Não é sem razão que o muro de concreto construído em volta do morro, a pretexto de impedir a construção de novos barracos sobre as áreas de preservação ambiental na cidade, é visto pela comunidade como mais um elemento no acelerado processo de segregação das favelas da zona sul. Chamados pelo governo de “ecolimites”, os muros vão servir, na prática, para separar, fisicamente, os pobres dos ricos; os moradores das favelas, dos grandes empreendimentos. Hoje no Rio os espaços entre uma classe e outra estão cada vez mais demarcados.
Mas não é apenas o fator econômico que preocupa. O poder político na comunidade também mudou de cara, perdeu sua feição ilegal e agora passou a ser exercido de forma contundente pelas UPPs. As Unidades de Polícia Pacificadora não garantem apenas a segurança e o controle, por meio da presença física de homens armados ou de câmeras de monitoramento instaladas em pontos estratégicos da favela. A polícia agora garante também a implantação, sem qualquer debate com as lideranças comunitárias, de todos os projetos da prefeitura e do governo para o local. Nada é negociado com os moradores. Nomes de ruas são trocados, placas são instaladas do dia pra noite. O mosaico e a estátua construídos na laje onde Michael Jackson gravou seu clipe reinam absolutos, enquanto a comunidade é impedida de colocar ali uma simples placa em homenagem a Dedé, o morador que morreu eletrocutado enquanto trabalhava na construção da obra.

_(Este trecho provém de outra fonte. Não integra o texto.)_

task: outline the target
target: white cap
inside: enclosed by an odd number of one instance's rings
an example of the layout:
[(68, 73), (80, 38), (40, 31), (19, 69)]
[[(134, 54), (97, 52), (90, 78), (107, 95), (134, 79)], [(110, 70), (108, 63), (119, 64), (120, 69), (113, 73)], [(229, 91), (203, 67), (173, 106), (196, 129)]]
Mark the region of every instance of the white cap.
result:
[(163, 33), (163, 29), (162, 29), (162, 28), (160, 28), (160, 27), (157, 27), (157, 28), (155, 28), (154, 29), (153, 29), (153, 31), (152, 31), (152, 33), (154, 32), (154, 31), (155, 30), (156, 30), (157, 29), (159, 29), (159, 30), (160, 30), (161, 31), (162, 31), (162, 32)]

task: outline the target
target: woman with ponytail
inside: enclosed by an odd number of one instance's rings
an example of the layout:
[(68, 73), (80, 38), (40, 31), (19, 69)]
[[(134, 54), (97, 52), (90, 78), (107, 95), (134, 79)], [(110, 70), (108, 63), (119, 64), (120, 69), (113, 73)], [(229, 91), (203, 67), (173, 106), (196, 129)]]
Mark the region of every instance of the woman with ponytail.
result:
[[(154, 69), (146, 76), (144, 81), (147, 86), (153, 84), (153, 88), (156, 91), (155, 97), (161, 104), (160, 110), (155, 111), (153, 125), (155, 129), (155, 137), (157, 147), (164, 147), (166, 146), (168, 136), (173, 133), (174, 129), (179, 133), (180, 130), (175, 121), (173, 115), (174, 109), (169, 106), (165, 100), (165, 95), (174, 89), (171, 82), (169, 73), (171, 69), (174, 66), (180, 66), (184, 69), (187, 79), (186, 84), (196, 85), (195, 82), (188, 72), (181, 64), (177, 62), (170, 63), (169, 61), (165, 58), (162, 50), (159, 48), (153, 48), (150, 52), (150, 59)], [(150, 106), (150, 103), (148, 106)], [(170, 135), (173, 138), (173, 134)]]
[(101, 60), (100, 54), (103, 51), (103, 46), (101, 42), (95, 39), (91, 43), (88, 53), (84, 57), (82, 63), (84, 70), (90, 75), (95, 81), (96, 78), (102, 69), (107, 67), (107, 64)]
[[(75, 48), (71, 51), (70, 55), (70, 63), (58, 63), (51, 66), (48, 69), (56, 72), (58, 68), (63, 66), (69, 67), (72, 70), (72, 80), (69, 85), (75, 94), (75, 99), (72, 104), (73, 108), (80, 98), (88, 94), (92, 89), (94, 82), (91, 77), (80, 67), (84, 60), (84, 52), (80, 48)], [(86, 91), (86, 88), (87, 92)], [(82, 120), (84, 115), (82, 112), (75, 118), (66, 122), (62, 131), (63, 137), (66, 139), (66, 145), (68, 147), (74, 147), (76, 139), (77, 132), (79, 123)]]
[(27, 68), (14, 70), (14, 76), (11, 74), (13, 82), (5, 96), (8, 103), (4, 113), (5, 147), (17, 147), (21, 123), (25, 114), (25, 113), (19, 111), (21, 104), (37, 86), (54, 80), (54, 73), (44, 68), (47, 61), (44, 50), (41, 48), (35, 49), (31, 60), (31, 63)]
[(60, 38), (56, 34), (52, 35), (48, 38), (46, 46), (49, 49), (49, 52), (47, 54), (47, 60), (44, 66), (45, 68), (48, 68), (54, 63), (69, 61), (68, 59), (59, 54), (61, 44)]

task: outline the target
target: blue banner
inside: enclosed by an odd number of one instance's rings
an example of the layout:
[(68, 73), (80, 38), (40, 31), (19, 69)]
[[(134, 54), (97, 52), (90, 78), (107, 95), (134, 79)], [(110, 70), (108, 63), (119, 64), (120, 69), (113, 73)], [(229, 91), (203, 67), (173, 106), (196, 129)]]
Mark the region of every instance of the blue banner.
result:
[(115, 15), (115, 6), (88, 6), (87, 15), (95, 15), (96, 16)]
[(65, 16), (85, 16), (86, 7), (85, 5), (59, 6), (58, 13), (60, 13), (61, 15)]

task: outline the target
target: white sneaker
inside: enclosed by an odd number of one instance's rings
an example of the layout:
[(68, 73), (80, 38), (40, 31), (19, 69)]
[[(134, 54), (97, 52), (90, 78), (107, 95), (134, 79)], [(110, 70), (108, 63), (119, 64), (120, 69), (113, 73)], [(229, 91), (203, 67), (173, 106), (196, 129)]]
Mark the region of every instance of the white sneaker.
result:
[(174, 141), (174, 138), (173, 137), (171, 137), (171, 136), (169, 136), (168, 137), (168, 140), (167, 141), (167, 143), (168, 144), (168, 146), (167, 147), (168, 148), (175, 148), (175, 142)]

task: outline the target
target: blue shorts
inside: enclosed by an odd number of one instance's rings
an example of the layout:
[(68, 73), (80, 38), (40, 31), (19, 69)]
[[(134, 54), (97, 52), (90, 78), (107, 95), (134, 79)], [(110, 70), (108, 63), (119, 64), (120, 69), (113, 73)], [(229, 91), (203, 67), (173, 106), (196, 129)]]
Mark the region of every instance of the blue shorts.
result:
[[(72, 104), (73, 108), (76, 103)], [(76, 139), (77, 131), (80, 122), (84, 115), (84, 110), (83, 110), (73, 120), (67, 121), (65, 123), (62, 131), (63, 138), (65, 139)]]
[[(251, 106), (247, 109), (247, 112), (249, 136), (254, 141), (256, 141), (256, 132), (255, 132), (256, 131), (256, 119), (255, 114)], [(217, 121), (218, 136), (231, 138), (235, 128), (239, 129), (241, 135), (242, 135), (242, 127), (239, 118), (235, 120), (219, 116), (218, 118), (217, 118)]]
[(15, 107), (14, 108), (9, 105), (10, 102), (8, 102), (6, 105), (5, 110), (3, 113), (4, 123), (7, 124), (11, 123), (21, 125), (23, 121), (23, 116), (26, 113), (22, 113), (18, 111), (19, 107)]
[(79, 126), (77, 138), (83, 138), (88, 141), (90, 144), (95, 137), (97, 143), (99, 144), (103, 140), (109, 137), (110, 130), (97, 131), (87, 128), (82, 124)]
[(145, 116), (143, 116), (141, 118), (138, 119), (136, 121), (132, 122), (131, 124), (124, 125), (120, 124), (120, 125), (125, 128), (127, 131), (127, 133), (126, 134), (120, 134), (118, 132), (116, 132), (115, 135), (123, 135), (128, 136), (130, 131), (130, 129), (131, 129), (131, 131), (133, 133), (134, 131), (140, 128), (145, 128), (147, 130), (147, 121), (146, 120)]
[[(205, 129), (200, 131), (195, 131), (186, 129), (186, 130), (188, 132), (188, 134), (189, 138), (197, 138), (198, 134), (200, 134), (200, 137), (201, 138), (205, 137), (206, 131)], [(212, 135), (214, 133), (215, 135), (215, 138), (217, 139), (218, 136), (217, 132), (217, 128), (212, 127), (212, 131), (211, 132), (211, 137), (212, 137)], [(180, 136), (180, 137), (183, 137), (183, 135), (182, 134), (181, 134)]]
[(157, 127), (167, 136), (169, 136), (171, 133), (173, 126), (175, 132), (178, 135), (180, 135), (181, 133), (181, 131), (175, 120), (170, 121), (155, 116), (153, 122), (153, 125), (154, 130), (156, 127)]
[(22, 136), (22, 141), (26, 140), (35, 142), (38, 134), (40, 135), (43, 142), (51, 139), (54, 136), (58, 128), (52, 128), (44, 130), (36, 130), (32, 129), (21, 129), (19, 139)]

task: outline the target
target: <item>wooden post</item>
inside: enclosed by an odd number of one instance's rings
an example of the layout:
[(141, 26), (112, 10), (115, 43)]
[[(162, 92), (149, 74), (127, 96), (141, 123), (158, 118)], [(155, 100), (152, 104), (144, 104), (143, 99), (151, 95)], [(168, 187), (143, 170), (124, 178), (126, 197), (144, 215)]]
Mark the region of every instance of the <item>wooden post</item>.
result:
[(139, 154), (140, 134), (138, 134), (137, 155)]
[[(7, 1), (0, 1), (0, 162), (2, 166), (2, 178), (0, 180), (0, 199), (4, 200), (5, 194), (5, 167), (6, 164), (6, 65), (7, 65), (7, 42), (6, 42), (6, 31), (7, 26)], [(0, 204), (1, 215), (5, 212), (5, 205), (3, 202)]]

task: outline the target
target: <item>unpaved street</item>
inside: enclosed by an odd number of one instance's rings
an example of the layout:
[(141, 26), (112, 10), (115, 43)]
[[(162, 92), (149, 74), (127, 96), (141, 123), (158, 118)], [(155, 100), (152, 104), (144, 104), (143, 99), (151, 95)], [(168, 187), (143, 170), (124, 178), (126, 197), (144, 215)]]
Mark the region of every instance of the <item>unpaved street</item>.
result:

A visão dos moradores a respeito do processo de pacificação não é única. Seu Antônio é exemplo de pessoa influenciada pelo discurso oficial. Pai de seis filhos, ele fala com orgulho das mudanças trazidas pelas UPPs. “Aqui antes, pra ter água, tinha que carregar balde nas costas. Agora temos tudo”, diz. Seu Antônio trabalha como porteiro em dois prédios no bairro do Botafogo, no pé do morro. Com os ganhos dos dois empregos, ajudou a pagar a faculdade particular de medicina para uma das filhas. “A formatura é esse mês. É a única com faculdade na família”, lembra. Seu Antônio não faz críticas à pacificação. Sem acesso a informações suficientes para desenvolver outra visão do processo, ele exalta as melhorias e minimiza os problemas, que não são poucos, destacando apenas os pontos positivos. Como seus vizinhos, ele é mais um nordestino que veio para o Rio e hoje não percebe que, mais uma vez, pode voltar a ser expulso do local onde mora.
A relação com o tema do tráfico é igualmente complexa. Do alto de sua simplicidade, Seu Antônio divide aqueles que criticam a pacificação em dois grandes grupos. “Aqui tem de tudo, rapaz. Tem aqueles criticam, mas nos ajudam (referindo-se aos líderes dos movimentos sociais e comunitários), mas também tem aqueles que perderam muito com a saída dos traficantes. E quem perde não gosta, né”, analisa. Perguntado se há problemas com as UPPs, ele fala baixinho e desconversa. Diz que a comunidade, acostumada aos conflitos, ainda vai demorar a se adaptar à presença da Polícia. Mas não há policiais em todos os locais. A vigilância é feita por câmeras e há apenas uma base permanente na entrada da favela. Não precisa ser muito inteligente pra perceber que a saída dos traficantes foi negociada com o poder público. Não houve resistência. Não houve transição. O espetáculo montado pela rede Globo foi uma farsa.
A pacificação das favelas da zona sul carioca, na verdade, é um projeto antigo, que só nos últimos anos reuniu as condições objetivas necessárias à sua implantação. A vinda de cantores e celebridades, a inserção dessas comunidades em roteiros de novela e a construção de grandes bolsões de casas populares em áreas da zona norte e oeste deixam clara a verdadeira intenção das classes dominantes no Rio: “limpar” os morros da zona sul, valorizar o local, atrair empreendimentos, segregar e expulsar seus habitantes, para entregar essas áreas à especulação imobiliária e ao lucro.